Come le varie pubblicità in televisione cercano di diffondere ogni giorno per evitare qualsiasi tipo di assembramento cercando di far sì che i cittadini si rechino agli uffici postali solo per necessità e con la prenotazione, ciò non ha impedito che fuori le poste si creino lunghe file con “liste di attesa” paragonabili a quelle degli ospedali che durano giornate intere.

La situazione però degenera a fine mese o nei periodi di pagamento quando la gente si reca allo sportello per riscuotere i loro interessi.
Dove sono le prenotazioni in questi casi?

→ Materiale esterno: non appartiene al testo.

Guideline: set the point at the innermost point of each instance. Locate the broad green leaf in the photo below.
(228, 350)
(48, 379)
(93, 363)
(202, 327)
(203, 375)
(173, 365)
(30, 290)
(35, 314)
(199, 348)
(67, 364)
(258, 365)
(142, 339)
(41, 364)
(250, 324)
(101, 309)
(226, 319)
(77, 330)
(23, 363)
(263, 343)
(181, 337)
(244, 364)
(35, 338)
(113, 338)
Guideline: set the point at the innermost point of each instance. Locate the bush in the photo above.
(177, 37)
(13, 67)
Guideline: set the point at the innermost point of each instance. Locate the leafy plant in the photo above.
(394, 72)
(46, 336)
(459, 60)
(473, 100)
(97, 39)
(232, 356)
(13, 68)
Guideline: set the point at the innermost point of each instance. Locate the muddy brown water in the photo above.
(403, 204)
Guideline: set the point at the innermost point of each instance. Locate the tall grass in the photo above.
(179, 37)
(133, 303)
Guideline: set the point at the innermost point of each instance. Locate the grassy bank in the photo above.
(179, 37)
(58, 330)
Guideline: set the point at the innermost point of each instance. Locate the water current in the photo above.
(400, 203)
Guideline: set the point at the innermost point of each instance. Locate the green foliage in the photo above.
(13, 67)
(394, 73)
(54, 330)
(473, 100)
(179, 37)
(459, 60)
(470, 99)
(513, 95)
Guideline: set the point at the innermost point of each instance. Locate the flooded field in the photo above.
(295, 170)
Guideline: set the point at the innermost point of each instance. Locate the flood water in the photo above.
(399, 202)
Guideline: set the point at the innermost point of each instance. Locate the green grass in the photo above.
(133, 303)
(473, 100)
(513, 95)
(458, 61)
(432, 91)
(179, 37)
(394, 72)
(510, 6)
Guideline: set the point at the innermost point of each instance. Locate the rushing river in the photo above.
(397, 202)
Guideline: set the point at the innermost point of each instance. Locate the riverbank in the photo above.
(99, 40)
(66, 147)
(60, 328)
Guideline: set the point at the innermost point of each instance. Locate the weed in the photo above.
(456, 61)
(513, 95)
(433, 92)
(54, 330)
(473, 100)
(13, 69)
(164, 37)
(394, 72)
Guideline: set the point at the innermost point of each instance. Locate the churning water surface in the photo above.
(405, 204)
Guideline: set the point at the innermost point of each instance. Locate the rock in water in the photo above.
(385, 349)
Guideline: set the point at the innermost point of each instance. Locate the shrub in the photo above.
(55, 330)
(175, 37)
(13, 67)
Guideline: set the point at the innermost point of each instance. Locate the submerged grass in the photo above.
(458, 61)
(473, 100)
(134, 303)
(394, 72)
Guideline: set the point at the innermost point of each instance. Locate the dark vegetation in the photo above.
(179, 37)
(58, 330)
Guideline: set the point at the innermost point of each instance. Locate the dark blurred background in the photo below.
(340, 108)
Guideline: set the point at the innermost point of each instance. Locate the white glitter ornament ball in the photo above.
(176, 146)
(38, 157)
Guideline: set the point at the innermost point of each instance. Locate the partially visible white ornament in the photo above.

Per non parlare delle lunghe attese al caldo dove la gente rischia di sentirsi male e di perdere così il tanto agognato turno.

La situazione però oggi è degenerata quando la signora Rita, che si è recata alla posta di Melito, sita in Via Aniello Marrone, dopo una fila di quattro ore e finalmente essere entrata, dove però è necessario fare una nuova fila con il numero generato dallo sportello automatico, non è riuscita a compiere l’operazione che voleva essendo stato sospeso, fino a dopo il ritiro delle pensioni, senza preavviso, l’apertura di un conto postepay.

La signora voleva allertare le forze dell’ordine ma impossibilitata ha denunciato l’accaduto alla nostra redazione.